September 21, 2011 · 9:15 pm

Which foreign function interface is the best?

I’ve written libguestfs language bindings for Perl, Python, Ruby, Java, OCaml, PHP, Haskell, Erlang and C#. But which of these is the best? Which is the easiest? What makes this hard? Grubbing around in the internals of a language reveals mistakes made by the language designers, but what are the worst mistakes?

Note: There is source that goes with this. Download libguestfs-1.13.13.tar.gz and look in the respective directories.

The best

It’s going to be a controversial choice, but in my opinion: C#. You just add some simple annotations to your functions and structs, and you can call into shared libraries (or “DllImport”s as Microsoft insisted on calling them) directly. It’s just about as easy as directly calling C and that is no simple achievement considering how the underlying runtime of C# is very different from C.

Example: a C struct:

[StructLayout (LayoutKind.Sequential)]
public class _int_bool {
  int i;
  int b;
}

The worst

There are two languages in the doghouse: Haskell and PHP. PHP first because their method of binding is just very broken. For example, 64 bit types aren’t possible on a 32 bit platform. It requires a very complex autoconf setup. And the quality of their implementation is very poor verging on broken — it makes me wonder if the rest of PHP can be this bad.

Haskell: even though I’m an experienced functional programmer and have done a fair bit of Haskell programming in the past, the FFI is deeply strange and very poorly documented. I simply could not work out how to return anything other than integers from my functions. You end up with bindings that look like this:

write_file h path content size = do
  r <- withCString path $ \path -> withCString content $ \content -> withForeignPtr h (\p -> c_write_file p path content (fromIntegral size))
  if (r == -1)
    then do
      err <- last_error h
      fail err
    else return ()

The middle tier

There’s not a lot to choose between OCaml, Ruby, Java and Erlang. For all of them: you write bindings in C, there’s good documentation, it’s a bit tedious but basically mechanical, and in 3 out of 4 you’re dealing with a reasonable garbage collector so you have to be aware of GC issues.

Erlang is slightly peculiar because the method I chose (out of many possible) is to write an external process that talks to the Erlang over stdin/stdout. But I can’t fault their documentation, and the rest of it is sensible.

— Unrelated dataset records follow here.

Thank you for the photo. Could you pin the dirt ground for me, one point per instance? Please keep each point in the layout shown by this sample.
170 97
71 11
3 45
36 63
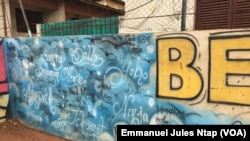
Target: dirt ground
14 130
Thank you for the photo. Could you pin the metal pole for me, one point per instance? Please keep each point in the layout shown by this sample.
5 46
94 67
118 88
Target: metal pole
25 18
4 18
183 15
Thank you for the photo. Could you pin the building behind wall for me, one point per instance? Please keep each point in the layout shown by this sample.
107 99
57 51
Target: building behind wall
48 11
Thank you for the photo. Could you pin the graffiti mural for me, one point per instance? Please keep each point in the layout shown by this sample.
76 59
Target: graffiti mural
81 87
4 95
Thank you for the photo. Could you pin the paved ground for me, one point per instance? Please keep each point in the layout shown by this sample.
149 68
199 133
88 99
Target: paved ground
13 130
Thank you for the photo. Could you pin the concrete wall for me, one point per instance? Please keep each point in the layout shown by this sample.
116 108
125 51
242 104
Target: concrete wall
81 87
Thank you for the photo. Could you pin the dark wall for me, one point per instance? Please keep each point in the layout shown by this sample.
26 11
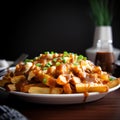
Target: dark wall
38 26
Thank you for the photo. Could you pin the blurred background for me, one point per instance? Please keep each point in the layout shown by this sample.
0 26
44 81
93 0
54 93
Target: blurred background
36 26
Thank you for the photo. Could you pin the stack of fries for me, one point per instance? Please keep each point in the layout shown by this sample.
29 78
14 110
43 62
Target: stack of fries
58 73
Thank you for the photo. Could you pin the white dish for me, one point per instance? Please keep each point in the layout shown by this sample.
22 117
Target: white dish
61 98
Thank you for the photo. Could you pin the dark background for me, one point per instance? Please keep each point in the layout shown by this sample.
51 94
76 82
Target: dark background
36 26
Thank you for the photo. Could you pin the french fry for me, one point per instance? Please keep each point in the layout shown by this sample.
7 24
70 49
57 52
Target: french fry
91 87
16 79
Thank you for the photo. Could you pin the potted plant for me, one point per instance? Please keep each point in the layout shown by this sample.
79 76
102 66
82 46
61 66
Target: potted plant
102 17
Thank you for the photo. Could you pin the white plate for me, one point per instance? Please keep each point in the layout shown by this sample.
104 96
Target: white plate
4 64
61 98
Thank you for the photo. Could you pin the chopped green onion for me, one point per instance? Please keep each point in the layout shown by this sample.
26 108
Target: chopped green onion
111 78
44 80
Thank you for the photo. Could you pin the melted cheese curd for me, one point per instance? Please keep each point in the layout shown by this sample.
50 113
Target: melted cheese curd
57 73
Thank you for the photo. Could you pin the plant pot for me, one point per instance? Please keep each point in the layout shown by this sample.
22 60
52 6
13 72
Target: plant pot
103 33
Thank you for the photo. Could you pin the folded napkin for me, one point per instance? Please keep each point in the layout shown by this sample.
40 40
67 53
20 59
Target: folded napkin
7 113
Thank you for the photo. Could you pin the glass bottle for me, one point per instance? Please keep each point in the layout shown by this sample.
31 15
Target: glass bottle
105 55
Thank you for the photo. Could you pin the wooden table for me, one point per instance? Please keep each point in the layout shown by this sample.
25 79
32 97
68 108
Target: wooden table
107 108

Example: Here is a function binding in OCaml, but with mechanical changes this could be Ruby, Java or Erlang too:

CAMLprim value
ocaml_guestfs_add_drive_ro (value gv, value filenamev)
{
  CAMLparam2 (gv, filenamev);
  CAMLlocal1 (rv);

  guestfs_h *g = Guestfs_val (gv);
  if (g == NULL)
    ocaml_guestfs_raise_closed ("add_drive_ro");

  char *filename = guestfs_safe_strdup (g, String_val (filenamev));
  int r;

  caml_enter_blocking_section ();
  r = guestfs_add_drive_ro (g, filename);
  caml_leave_blocking_section ();
  free (filename);
  if (r == -1)
    ocaml_guestfs_raise_error (g, "add_drive_ro");

  rv = Val_unit;
  CAMLreturn (rv);
}

The ugly

Perl: Get reading. You’d better start with perlxs because Perl uses its own language — C with bizarre macros on top so your code looks like this:

SV *
is_config (g)
      guestfs_h *g;
PREINIT:
      int r;
   CODE:
      r = guestfs_is_config (g);
      if (r == -1)
        croak ("%s", guestfs_last_error (g));
      RETVAL = newSViv (r);
 OUTPUT:
      RETVAL

After that, get familiar with perlguts. Perl has only 3 structures and you’ll be using them a lot. There are some brilliant things about Perl which shouldn’t be overlooked, including POD which libguestfs uses to make effortless manual pages.

Python: Best described as half arsed. Rather like the language itself.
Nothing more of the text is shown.